À propos
Pourquoi peut-on faire confiance à une analyse Probans ?
Probans part d’un principe simple : à l’heure où une IA produit en quelques minutes une analyse convaincante sur presque n’importe quel sujet, la valeur ne réside plus dans la capacité à produire du texte. Elle réside dans la capacité à déterminer ce qui est réellement établi, ce qui reste incertain, et ce qu’un décideur peut raisonnablement en conclure.
Probans n’est pas spécialisé dans un secteur, mais dans une méthode d’analyse. C’est ce qui explique qu’un même média traite le marché immobilier, la fidélité de marque et la réglementation européenne sur l’intelligence artificielle : ce ne sont pas des sujets choisis au hasard, ce sont des terrains où les preuves ne prennent pas la même forme, et où la méthode doit tenir quand même.
Qualification des preuves
Chaque source est située : primaire ou secondaire, indépendante ou partie prenante, mesure directe ou modèle calibré. L'indice de solidité des preuves résume ce que le dossier autorise à conclure.
Recherche contradictoire
Les lectures concurrentes sont cherchées, pas évitées. Une thèse qui ne survit pas à la meilleure objection disponible n'est pas publiée comme établie.
Séparation des faits et des interprétations
Ce que les données établissent, ce qui relève de mon interprétation et ce qui reste une extrapolation prudente sont signalés séparément, dans le texte lui-même.
Test des hypothèses
Quand c'est possible, l'analyse formule une prédiction vérifiable et nomme ce qui l'invaliderait.
Traduction en implications décisionnelles
Une analyse se termine sur ce qu'un décideur peut raisonnablement en tirer, et sur le point où les preuves ne permettent plus de trancher.
Ce que Probans ne prétend pas être
Être expert d’une méthode n’est pas être expert de tous les sujets. Probans analyse la comptabilité, l’information financière et la réglementation ; ce n’est ni de l’expertise comptable ni un avis juridique engageant. La méthode sert précisément à établir jusqu’où les preuves permettent d’aller, et à nommer le point où une expertise métier réglementée devient nécessaire.
Pourquoi « Probans »
Probans, du latin probare : prouver, éprouver, démontrer. Le symbole ∎ est le carré de fin de démonstration : il marque ce qui a été établi. Deux manières de dire la même exigence : ne jamais présenter comme établi ce que les preuves disponibles ne permettent pas d'établir.
L’auteur
Axel Morel
Sur quelques sujets, je sais où s’arrête ma compétence parce que je les ai pratiqués.
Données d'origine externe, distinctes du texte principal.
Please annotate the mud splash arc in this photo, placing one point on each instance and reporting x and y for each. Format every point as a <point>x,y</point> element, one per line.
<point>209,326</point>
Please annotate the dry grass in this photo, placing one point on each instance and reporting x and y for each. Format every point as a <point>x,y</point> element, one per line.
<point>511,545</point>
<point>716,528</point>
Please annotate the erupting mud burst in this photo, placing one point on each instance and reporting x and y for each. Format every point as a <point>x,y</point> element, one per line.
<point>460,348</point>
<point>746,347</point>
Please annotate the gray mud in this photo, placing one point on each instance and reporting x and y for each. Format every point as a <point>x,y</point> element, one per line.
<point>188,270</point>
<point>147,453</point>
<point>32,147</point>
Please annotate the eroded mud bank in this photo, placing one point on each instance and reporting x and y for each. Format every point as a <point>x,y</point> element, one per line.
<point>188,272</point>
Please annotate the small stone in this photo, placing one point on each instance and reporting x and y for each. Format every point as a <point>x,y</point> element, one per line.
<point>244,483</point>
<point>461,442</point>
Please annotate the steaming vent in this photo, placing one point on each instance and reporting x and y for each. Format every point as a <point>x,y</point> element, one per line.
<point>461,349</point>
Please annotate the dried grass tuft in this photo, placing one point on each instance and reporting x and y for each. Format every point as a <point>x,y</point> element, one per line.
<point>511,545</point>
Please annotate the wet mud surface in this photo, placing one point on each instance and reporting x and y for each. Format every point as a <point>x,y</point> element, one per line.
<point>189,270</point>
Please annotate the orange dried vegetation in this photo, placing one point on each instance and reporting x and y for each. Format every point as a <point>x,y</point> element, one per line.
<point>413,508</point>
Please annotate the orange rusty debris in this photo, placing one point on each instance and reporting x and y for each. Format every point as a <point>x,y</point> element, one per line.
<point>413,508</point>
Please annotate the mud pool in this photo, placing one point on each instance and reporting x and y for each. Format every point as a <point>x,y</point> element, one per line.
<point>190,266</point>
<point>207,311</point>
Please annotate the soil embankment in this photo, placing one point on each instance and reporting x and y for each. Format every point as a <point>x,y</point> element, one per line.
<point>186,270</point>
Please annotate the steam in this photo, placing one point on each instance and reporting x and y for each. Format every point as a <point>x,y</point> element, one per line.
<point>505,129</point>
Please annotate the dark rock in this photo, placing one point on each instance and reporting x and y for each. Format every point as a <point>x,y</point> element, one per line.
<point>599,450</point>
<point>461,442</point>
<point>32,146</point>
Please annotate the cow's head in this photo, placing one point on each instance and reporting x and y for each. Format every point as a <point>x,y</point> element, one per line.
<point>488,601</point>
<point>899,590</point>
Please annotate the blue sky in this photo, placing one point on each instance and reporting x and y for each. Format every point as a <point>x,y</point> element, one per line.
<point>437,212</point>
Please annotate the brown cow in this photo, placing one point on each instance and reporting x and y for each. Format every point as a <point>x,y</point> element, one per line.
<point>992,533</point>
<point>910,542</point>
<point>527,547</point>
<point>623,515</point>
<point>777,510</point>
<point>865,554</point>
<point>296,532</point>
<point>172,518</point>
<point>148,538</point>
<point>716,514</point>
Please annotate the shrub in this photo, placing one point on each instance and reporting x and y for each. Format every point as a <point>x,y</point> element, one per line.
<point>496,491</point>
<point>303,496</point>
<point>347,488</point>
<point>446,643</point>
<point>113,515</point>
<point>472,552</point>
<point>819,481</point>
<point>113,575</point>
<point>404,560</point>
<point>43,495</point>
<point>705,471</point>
J’ai passé quatre ans et demi en assurance IARD et en banque (Allianz, Gan, Caisse d’Épargne, LCL, conseil professionnel), où j’ai géré des sinistres et un portefeuille de clients professionnels. Depuis huit ans je travaille dans le digital de performance, où j’ai appris en autodidacte le SEO et le marketing digital, et j’y occupe aujourd’hui un poste de Senior Manager stratégie digitale et IA, une casquette de management s’étant ajoutée en cours de route. Une R&D appliquée sur les modèles de langage et la Generative Engine Optimization vient nourrir directement les analyses IA du site.
Sur tous les autres sujets, je n’ai pas d’expertise de terrain à faire valoir, et c’est précisément là que la méthode sert. Elle permet de traiter une question qu’on ne doit pas faire semblant de déjà connaître : qualifier ce que les sources autorisent à conclure, chercher la lecture concurrente, et nommer le point où les preuves ne suffisent plus.
Côté formation : un BTS Assurance, une année de communication visuelle, une licence banque assurance, et une année de Master Banque Finance International (ISEM Nice) non achevée.
J’applique une méthodologie aussi rigoureuse que possible, avec l’ambition de progresser plutôt que de prétendre à l’exhaustivité. Choix du sujet, validation finale du plan, direction de la rédaction, validation ou modification des sources, validation et retravail du texte et des éléments d’illustration : miens. Rédaction, choix des sources initiales, création du plan de rédaction initial : par l’IA.